Pellow joined the INN in 2022 via the conspiracy theory “truther” scene, using the pseudonym “Viking Celt” and posting an antisemitic meme in the INN chat group.
He practises a form of Germanic paganism, which is popular among elements of the extreme right but seemingly at odds with Restore’s Christian nationalism. According to spokesman Charlie Downes, “Restore Britain believe that Britain is a people defined by indigenous British ancestry and Christian faith”.

Other former members of INN are also vocal supporters of Restore. As covered by the Byline Times, Chris Mitchell (an INN co-founder and former PA organiser), posed for a photo with Lowe in February.

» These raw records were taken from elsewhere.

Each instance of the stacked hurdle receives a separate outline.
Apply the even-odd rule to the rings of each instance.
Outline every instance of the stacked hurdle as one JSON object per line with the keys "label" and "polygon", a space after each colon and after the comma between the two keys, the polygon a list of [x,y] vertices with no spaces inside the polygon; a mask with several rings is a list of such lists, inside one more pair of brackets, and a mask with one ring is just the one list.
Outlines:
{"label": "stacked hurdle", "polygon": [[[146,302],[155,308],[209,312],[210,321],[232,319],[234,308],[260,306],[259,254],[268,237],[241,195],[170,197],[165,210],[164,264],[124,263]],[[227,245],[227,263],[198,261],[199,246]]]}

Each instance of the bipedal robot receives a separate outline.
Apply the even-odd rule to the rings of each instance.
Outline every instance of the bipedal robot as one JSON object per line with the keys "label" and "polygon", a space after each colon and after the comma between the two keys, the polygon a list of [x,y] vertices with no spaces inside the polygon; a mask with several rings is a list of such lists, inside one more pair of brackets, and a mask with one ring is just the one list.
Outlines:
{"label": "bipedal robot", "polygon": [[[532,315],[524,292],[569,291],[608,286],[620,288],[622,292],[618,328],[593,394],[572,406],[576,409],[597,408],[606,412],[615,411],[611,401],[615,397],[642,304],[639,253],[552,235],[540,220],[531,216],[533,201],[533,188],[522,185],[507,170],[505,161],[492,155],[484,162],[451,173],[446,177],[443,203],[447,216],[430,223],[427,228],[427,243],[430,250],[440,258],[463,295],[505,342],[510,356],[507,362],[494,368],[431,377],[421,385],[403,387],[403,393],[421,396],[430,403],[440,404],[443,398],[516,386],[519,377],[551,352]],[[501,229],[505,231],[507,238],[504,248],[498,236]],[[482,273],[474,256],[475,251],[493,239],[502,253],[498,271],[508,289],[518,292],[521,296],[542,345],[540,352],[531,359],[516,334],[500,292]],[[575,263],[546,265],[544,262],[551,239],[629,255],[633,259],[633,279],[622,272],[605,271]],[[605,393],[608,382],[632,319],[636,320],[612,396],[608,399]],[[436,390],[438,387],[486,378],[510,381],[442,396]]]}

Mitchell, who was convicted for hate crime offences in 2023, also established a group on Telegram to support Restore, which he uses to push a stream of extreme racism, antisemitism and misogyny.

As previously covered, an older generation of extremists is also jumping on the Restore bandwagon. Among them is Steve Gill, snapped alongside Pellow at the Harrogate meeting.

Gill is a former BNP candidate, representing the fascist party in Harrogate in local and parliamentary elections in 2010. This was at the height of the party’s “modernisation” programme, as it attempted to obscure its extremism from the public.

Gill resurfaced in the fascist fringes last year, when he attended events organised by Heritage & Destiny (H&D), the UK’s main racial nationalist magazine. That April, he was photographed at an H&D event in York alongside editor Marc Cotterill, British Democrats leader Jim Lewthwaite, and figures associated with the violent neo-Nazi group Combat 18.

Later that month, Gill was snapped at another H&D meeting alongside Mark Collett, leader of Patriotic Alternative and the UK’s most prominent neo-Nazi, as well as Andrew Brons, the former National Front leader and BNP MEP.

This is just the tip of the iceberg. More experienced extremists are attending Restore events, and we will expose them in the coming weeks.